Ian Cawley, Leicester City Academy Manager, spoke on the social development efforts by the academy – the Wider World Project. The aim is to ensure the players stay connected to the world outside football, through community volunteering, inspiring and influencing the community through football and encouraging work experience outside football to create a dual career path.
The highlight of the conference was the AFC Dream Asia Awards, where Shell Qatar, Football for All in Vietnam and Nguyen Hoang Phuong were named the winners of the three categories – corporate, non-governmental organisation (NGO) and individual – respectively.
The award recognises and honours those who have shown exemplary commitment towards social development by using football as an agent for change.
After the award ceremony, the panel discussions began on the topic of female engagement with Liverpool FC Ladies Development Squad Manager Vicky Jepson, Eastern SC coach Chan Yuen-ting and AFC Head of Women’s Football Development Bai Lili.
The session was moderated by Jeremy Weeks, Premier League’s Premier Skills Head Coach, and the panellists spoke about the changing role of women within the game in Asia, the importance of engaging young girls in football programmes and the impact of the growth of female leagues on participation.

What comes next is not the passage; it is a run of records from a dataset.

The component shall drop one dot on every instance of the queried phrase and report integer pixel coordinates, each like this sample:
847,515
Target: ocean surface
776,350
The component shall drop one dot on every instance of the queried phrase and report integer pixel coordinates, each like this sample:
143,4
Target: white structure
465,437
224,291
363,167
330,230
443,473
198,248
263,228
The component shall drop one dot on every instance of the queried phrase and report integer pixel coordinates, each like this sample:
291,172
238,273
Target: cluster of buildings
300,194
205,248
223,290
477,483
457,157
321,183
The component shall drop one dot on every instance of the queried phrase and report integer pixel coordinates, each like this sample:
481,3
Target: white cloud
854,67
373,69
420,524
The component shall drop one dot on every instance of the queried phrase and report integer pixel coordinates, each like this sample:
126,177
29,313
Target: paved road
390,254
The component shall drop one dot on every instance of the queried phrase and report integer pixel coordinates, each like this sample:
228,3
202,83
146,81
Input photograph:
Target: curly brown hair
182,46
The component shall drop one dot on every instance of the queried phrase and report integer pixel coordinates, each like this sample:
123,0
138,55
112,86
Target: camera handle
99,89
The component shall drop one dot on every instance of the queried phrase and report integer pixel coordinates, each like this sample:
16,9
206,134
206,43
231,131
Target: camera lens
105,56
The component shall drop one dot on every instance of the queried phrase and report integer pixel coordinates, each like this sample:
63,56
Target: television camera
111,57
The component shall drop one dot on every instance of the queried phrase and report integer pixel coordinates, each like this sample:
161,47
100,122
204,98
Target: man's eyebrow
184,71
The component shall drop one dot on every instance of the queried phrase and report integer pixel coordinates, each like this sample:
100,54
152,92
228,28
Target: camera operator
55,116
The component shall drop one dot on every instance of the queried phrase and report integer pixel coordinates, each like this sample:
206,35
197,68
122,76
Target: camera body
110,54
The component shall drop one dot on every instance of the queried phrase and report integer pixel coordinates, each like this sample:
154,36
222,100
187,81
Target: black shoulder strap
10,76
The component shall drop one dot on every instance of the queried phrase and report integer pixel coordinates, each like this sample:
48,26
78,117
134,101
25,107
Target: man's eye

As a legacy of the conference, the AFC’s Female Member of the FIFA Council Mahfuza Akhter Kiron handed over the AFC Dream Asia Foundation’s 400,000HKD donation to President of the Hong Kong Football Association Ltd (HKFA) Timothy Fok and Betty Wong, the Women’s Football Manager at the HKFA.
Girls and women in Hong Kong will benefit from the donation by the AFC Dream Asia Foundation, as it will help fund a specific programme involving schoolgirls in Hong Kong. The planned activities include education and awareness raising through football on health, social inclusion and environmental issues.
The next theme of the discussion was charitable foundations with panel guests Gary Mulcahey, Palace for Life Foundation Director, Ivan Tam from Woofoo Social Enterprise, CEO of SCORT Foundation & Football Alliances Marc-Andre Buchwalder and Zesh Rehman, professional player for Southern District FC and founder of the Zesh Rehman Foundation.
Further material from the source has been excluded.